My first response is that this is a barmy solution to the problem of the BBC. The main argument against it is that it would create the requirment for us all to take part in a new political process in order to defend whatever tendency in the BBC was being threatened by the factions one did not approve of. To unpick that a little: because the BBC would remain a monolith of staggering importance, the battle over its nature would become all but compulsory.
My own idea, for a National Media Trust, is much more realistic. It does not suppose that the NMT would be unique or exclusive or control a monolith. It does invite the reasonable thought that the literate, numerate, pubic-spirited middle class could be inspired to find such a Trust an exciting way of funding such media activity as was subject to market failure. It doesn’t at all preclude the idea that there might be a media trust with broadly leftish – and another of broadly rightish – ideals. But neither does it assume that one NMT couldn’t be highly pluralistic.

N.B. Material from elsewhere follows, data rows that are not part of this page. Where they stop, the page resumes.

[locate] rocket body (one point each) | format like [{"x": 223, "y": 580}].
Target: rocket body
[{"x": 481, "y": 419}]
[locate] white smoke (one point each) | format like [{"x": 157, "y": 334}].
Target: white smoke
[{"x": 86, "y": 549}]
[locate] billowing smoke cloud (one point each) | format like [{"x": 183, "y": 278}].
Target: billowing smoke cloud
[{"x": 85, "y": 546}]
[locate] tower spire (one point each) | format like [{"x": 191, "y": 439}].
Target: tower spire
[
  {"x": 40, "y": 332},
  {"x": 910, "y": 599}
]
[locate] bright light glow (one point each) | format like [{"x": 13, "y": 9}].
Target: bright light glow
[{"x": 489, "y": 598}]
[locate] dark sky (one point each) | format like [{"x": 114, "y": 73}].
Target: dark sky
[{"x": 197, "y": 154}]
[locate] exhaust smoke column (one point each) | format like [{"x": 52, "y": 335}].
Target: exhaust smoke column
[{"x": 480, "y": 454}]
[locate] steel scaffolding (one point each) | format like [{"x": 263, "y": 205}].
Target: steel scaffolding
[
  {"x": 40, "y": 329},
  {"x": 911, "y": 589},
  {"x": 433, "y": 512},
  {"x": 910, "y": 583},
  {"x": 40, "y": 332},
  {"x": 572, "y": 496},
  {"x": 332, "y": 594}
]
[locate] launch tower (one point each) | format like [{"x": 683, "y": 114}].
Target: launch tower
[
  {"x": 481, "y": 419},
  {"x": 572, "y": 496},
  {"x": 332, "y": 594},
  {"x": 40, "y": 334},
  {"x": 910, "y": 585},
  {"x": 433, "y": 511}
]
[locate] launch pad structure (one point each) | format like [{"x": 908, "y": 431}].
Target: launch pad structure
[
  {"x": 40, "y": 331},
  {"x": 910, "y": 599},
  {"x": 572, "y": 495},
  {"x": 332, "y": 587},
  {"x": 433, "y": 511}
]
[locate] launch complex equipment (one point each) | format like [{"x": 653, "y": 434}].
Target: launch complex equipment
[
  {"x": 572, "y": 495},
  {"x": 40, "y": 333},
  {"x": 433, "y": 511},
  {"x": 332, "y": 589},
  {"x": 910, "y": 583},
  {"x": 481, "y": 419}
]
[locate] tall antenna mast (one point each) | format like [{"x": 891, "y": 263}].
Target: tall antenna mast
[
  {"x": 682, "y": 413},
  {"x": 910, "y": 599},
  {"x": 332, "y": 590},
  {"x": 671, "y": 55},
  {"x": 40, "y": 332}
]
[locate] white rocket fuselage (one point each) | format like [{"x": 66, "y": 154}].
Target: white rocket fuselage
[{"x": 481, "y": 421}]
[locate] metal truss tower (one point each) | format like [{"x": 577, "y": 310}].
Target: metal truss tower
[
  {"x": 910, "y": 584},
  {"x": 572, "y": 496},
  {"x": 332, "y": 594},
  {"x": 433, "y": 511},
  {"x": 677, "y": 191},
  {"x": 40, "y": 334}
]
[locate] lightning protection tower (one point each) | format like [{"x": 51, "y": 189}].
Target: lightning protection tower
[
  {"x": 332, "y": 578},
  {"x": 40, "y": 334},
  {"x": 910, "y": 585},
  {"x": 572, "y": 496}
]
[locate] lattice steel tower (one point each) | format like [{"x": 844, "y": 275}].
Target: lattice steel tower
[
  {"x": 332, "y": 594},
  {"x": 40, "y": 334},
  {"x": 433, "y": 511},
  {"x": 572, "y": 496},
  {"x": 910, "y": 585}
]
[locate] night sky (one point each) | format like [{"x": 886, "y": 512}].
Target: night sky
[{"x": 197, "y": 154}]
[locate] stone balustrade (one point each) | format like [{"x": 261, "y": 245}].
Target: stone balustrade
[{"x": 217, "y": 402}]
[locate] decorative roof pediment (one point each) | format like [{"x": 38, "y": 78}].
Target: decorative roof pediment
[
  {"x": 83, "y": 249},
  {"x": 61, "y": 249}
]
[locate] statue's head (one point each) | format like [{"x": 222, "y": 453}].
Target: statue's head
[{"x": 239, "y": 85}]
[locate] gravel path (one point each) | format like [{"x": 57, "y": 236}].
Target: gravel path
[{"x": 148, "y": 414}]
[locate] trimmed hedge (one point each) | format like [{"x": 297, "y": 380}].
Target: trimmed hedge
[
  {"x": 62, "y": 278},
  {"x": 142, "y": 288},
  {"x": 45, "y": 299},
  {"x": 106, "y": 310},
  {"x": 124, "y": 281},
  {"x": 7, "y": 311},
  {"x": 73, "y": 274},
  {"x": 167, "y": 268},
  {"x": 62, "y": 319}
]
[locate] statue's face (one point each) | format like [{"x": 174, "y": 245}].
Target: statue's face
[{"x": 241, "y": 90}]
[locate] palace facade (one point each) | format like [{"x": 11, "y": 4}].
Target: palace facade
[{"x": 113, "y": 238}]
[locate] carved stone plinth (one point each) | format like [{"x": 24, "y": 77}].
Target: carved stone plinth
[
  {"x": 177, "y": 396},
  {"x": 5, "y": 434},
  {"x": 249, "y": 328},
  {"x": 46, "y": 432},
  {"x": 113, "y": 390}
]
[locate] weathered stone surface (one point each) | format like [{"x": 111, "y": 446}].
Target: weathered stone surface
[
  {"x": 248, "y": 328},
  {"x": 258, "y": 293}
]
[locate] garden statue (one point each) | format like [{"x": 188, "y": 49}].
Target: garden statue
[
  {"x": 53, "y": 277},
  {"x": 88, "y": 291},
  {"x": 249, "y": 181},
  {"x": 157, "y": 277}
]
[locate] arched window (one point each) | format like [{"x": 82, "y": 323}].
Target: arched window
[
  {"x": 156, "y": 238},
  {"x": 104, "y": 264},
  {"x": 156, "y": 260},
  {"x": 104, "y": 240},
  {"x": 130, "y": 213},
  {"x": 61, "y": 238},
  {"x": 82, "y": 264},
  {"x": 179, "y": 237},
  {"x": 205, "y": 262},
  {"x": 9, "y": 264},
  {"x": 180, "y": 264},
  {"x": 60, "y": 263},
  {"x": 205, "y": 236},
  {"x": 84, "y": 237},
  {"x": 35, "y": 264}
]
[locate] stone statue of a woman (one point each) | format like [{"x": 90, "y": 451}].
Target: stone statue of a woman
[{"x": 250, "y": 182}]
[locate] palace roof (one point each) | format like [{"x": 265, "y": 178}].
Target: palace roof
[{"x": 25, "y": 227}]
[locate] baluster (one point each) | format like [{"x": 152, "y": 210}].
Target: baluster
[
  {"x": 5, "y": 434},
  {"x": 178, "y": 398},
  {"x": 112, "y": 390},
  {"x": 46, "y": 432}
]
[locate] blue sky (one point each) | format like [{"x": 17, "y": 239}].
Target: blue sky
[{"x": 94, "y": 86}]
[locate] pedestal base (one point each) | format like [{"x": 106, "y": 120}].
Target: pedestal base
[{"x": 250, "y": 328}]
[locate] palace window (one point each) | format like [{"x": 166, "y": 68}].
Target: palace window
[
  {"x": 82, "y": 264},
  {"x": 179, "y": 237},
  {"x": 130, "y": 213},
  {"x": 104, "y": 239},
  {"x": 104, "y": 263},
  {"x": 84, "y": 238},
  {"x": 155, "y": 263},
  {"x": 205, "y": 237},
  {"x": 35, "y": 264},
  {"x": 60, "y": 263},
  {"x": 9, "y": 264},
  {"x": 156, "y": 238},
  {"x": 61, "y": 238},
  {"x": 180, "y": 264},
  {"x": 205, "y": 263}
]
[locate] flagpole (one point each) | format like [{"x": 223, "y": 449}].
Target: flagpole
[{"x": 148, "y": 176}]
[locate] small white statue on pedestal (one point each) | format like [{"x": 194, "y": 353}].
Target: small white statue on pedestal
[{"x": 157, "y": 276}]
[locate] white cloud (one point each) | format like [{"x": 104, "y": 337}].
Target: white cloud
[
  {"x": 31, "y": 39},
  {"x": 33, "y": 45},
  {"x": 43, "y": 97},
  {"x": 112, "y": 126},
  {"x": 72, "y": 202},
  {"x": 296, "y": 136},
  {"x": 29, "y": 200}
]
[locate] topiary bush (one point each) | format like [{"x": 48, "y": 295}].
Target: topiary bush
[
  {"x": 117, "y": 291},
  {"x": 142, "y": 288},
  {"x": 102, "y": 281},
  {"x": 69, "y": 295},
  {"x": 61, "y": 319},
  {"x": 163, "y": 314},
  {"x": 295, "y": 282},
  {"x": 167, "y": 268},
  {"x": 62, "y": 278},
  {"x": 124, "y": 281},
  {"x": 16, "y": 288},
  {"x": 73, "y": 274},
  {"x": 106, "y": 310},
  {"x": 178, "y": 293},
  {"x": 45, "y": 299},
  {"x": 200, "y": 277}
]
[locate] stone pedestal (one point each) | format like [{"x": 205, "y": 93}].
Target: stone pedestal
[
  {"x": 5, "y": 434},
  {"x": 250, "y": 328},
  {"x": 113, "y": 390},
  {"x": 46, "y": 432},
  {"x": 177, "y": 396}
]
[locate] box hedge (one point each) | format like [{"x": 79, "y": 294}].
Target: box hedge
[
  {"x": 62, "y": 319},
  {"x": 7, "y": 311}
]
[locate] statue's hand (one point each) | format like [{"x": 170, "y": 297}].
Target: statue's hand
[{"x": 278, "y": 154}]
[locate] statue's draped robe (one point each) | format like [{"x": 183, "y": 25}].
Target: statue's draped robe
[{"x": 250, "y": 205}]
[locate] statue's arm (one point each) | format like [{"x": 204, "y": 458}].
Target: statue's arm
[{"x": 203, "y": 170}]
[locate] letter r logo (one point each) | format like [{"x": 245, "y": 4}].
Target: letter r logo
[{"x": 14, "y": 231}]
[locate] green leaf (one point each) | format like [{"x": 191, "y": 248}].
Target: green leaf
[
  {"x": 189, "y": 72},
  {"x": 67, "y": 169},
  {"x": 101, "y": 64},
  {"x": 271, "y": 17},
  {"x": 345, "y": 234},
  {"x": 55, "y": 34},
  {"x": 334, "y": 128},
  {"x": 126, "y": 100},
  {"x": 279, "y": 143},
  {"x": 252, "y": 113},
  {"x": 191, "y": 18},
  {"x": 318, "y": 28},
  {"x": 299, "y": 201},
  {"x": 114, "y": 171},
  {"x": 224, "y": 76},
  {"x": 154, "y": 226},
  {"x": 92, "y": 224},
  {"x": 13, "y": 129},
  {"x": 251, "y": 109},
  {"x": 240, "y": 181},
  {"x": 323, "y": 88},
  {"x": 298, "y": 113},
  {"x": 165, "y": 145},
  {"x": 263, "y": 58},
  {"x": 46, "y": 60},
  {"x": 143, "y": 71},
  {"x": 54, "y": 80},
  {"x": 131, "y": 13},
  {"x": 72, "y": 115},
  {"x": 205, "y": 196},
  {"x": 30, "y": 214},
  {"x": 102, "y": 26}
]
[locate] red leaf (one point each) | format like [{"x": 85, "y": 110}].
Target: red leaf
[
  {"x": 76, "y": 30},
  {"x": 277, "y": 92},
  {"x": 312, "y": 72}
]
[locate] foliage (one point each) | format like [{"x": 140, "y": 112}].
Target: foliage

I suppose Ms Jowell is happy with her vision of a BBC monolith run by the masses, presumably on populist lines. My NMT would be elitist by comparison: it might do de haut en bas, and be generous to free-riders, but it would presumably be very conscious of a public service remit. I imagine the NMT would mostly sponsor serious material and let the market take care of mass entertainment. Good luck with squaring that circle, Ms Jowell.